Lembro do gênio alemão, aquele que quase todos que estão no poder seguem, sem citá-lo, Joseph Goebels, e que doutrinou ''cada vez que me falam em cultura, sinto ganas de puxar o revólver''.
Da mesma maneira que o nosso governador se achou com o direito de usar uma frase forte, uma ofensa, para defender-se do que considera uma agressão a seus pontos de vista também os jornalistas se julgam em condições de valer-se de um palavrão para descomprimir-se e projetar o seu inconformismo diante do autor e/ou autores dessa baixaria. Fascistas!

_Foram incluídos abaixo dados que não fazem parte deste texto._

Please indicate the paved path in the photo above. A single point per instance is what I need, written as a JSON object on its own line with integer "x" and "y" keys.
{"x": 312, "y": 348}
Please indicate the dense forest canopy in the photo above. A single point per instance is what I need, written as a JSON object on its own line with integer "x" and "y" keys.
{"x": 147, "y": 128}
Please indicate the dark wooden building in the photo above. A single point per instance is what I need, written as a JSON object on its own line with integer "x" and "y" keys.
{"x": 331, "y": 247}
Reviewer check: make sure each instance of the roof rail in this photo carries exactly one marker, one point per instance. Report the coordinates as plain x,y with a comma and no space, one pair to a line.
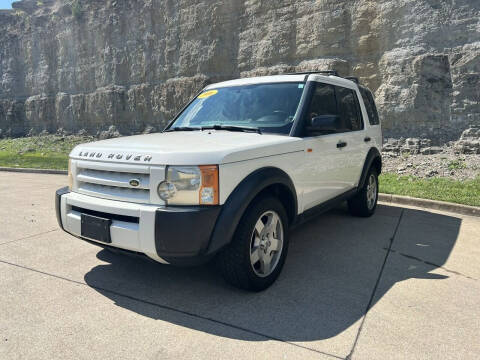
326,72
352,78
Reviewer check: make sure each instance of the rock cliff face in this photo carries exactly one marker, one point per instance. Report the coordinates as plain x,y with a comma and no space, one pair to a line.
89,64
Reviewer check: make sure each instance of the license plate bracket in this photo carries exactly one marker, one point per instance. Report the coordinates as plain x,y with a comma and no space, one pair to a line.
96,228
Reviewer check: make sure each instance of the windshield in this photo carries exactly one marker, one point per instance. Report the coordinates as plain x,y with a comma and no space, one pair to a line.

BIZARRICE - O governo não tem recursos para botar professores na sala de aula e isso não se dá apenas nas universidades. Agora decidiu vetar o pagamento retroativo do Plano de Cargos e Salários dos professores e anunciou que o reajuste só sairá daqui a 45 dias. Se o governo não previu a situação que agora está criando é porque se mostra tão desarticulado quanto o federal.
AXIOMA - Produtores do Paraná calculam perdas de R$ 1,5 bilhão com a venda de soja com deságio (por deficiência) em Paranaguá. O prejuízo do deságio é bem maior do que o do pedágio, mas esse é o combatido, o outro esquecido.
GLOSA - Monstruoso mesmo seria a clonagem de políticos. Só em imaginá-lo isso já provoca pesadelos dignos de um filme do Zé do Caixão.
EPIGRAMA - Deputados da base governista e da oposição estariam dispostos à derrubada do veto do governador ao Plano de Cargos e Salários dos professores. Se o rejeitarem, o governador pode sustentar, de acordo com especialistas em Direito Constitucional, a sua posição na Justiça, já que só o Executivo é que tem a iniciativa em matéria de despesas. Mais um conflito e todos sabem que isso alimenta o estilo do governador.
FOLCLORE - No Brasil todos marcham: prefeitos, como se viu ontem, bingueiros, sem-terra, agricultores familiares, servidores públicos, aposentados, enfim a mais absoluta diversidade de representação. Os lobistas furam a fila e não precisam marchar. Enquanto marcham, o governo persiste catatônico, não se sabe se fingindo ou vivendo mesmo essa situação de estátua e paralisia.
VINHETA - Um governo supostamente de esquerda como o do PT na dependência de Antonio Carlos Magalhães e especialmente do José Sarney. Nada mais parecido com uma opereta bufa do que o exercício político no Brasil. De outro lado o ar revoltado do PSDB que no poder aprontou a mesma coisa.
CROMO - O balê do beija-flor sob ameaça da vespa cassumunga, o destino alado no peso e feiúra de um e na destreza do outro.
AFORÍSTICO - Não há genealogia que resista ao populismo da sífilis.
CONSOLO - Quem esperou tantos anos pelo Plano do magistério pode aguentar por mais 45 dias. Ou a moratória matou a esperança?
NEGÓCIO - A Consilux que aplica os pardais em Curitiba paga R$ 7 por unidade à Copel, que promete desativá-los, e ganha R$ 670 mil mensais.